Cependant, c’est seulement une tendance, du moins pour l’instant. Le Parti Communiste Révolutionnaire de France vient par exemple de sortir son programme et il affirme cette chose tout à fait fausse :

« Dans la France contemporaine, on peut compter un nombre important de puissants monopoles (Vivendi, BNP-Paribas, Lagardère, Michelin, Bouygues, LVMH, Carrefour, Total, Renault, etc.).

L’oligarchie financière accapare pour elle seule l’État.

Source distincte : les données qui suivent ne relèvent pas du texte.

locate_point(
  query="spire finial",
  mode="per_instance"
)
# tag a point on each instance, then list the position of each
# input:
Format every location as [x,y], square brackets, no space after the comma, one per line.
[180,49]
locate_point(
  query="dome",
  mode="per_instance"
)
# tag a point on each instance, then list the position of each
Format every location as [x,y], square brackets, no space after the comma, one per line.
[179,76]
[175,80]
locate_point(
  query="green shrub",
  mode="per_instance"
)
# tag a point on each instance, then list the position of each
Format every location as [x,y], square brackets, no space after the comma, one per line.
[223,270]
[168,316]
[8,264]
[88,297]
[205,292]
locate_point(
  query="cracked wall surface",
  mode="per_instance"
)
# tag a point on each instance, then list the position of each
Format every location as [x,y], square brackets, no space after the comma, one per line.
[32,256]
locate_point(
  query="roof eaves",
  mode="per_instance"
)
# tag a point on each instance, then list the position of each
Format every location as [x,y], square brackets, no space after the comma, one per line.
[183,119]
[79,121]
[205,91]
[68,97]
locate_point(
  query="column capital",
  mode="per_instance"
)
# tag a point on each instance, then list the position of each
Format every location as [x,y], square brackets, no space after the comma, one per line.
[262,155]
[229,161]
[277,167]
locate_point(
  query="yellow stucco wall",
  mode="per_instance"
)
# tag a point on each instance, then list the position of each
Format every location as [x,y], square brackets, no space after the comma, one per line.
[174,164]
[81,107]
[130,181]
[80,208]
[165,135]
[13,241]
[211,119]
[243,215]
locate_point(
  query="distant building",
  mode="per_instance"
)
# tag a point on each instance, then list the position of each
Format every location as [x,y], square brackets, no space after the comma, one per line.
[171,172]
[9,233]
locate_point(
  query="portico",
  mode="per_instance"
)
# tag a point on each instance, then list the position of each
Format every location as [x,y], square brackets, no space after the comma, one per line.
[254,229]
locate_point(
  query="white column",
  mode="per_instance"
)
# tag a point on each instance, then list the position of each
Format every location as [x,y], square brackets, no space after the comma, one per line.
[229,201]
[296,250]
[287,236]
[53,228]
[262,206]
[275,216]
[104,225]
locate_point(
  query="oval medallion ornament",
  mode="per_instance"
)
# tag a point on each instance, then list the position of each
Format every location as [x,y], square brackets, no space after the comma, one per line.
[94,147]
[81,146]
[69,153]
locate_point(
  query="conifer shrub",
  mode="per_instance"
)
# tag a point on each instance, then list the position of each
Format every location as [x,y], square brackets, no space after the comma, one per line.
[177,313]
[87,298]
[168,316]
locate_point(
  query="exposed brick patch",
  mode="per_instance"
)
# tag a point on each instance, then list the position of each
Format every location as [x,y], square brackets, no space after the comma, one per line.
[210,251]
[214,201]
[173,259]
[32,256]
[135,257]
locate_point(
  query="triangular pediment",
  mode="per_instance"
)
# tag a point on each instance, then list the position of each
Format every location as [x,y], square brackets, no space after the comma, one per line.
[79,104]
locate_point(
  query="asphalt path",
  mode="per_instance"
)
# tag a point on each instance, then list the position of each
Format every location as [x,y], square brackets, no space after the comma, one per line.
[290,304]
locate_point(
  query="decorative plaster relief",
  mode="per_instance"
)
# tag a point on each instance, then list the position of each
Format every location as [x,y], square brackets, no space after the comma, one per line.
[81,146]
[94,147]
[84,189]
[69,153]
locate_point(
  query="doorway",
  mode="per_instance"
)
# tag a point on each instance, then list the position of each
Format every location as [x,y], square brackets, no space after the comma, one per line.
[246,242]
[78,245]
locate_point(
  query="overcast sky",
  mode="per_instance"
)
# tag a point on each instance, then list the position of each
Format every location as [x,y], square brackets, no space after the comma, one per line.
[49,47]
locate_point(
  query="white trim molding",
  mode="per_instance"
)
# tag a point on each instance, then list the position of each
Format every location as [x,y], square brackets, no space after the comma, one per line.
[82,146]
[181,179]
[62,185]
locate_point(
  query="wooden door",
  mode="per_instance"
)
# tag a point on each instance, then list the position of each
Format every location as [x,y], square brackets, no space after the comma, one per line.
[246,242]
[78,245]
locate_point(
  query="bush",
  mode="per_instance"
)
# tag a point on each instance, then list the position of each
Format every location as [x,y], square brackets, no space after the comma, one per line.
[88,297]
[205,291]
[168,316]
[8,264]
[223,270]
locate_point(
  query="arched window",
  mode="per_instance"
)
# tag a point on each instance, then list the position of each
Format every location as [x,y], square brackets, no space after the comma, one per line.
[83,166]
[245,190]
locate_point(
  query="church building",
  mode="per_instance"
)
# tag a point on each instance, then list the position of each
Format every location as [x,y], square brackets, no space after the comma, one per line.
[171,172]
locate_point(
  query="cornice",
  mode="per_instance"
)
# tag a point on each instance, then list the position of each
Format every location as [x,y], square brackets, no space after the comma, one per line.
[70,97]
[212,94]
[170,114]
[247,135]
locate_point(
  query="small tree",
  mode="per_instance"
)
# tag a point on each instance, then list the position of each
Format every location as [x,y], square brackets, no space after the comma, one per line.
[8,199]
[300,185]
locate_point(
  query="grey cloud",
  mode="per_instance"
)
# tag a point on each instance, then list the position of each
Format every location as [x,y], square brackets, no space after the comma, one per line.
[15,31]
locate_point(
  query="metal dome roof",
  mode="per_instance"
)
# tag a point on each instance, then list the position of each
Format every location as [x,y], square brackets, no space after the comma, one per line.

Ce dernier joue un rôle économique déterminant, par le financement public et la prise en charge des secteurs non rentables pour les capitalistes mais indispensables à l’économie. De plus, le dépeçage des services publics tels que la santé, la poste, l’énergie, les transports, l’éducation ou la recherche, pour en livrer les secteurs rentabilisables au privé, constitue aussi des réponses aux besoins d’augmenter les profits des monopoles. »

On comprend le problème tout de suite: si l’État est entièrement au service des monopoles, alors pourquoi y aurait-il besoin de privatiser ? Et, également, pourquoi y aurait-il encore des droits sociaux ?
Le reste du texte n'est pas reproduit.